Some years the town hosts the Smooth Truck Fest, a popular festival that features truck pulls and other motorized pull contests alongside children's activities, concerts, canoe races and much more.

==Health care==
The Smooth Rock Falls Hospital includes 14 acute care and 23 long-term care beds, and its Cochrane District Detoxification Centre serves the larger region.

==Education==
District School Board Ontario North East operates
- Smooth Rock Falls Public School (JK-6)
Conseil scolaire catholique de district des Grandes-Rivières operates
- L'École catholique Georges-Vanier.

For postsecondary education, a Contact North distance education access centre serves the town.

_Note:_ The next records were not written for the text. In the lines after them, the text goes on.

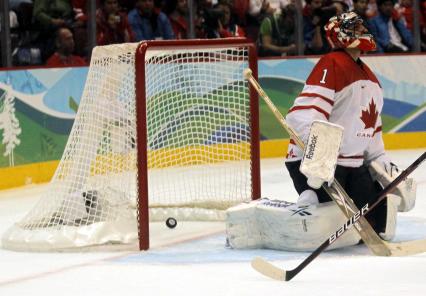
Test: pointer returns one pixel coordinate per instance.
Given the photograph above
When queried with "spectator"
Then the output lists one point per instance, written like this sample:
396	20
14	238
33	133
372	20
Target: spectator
277	33
49	15
178	16
405	9
63	55
313	36
127	5
360	8
112	25
257	11
148	24
224	27
52	14
390	32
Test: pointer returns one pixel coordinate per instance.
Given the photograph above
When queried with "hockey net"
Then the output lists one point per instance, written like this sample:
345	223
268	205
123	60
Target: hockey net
163	129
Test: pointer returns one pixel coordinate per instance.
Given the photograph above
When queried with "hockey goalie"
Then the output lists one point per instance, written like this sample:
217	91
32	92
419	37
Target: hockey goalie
337	116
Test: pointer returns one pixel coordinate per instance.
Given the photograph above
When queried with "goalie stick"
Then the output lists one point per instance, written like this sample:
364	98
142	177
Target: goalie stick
269	270
372	240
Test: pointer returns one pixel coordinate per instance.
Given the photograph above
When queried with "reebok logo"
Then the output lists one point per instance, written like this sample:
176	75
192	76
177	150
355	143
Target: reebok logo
311	147
348	224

The Smooth Rock Falls Resource Centre offers Adult Education for those who want to upgrade or finish their grade 12 secondary school diploma.

==Media==
CKGN-1, a repeater of CKGN-FM Kapuskasing, provides community radio service for the Franco-Ontarian population.

==Notable people==

Notable people from Smooth Rock Falls include:
- Jeffrey Buttle, figure skater
- Carl Hudson, ice hockey defenceman
- Louise Pitre, singer and actress
- J. P. Parisé, NHL/ Team Canada 1972 hockey left winger, and father of NHL hockey forward Zach Parise
- Charlotte L'Écuyer, Quebec politician and current Member of National Assembly of Pontiac
- Dick Mattiussi, NHL and AHL hockey player.
- Grant Martin, NHL and AHL hockey player.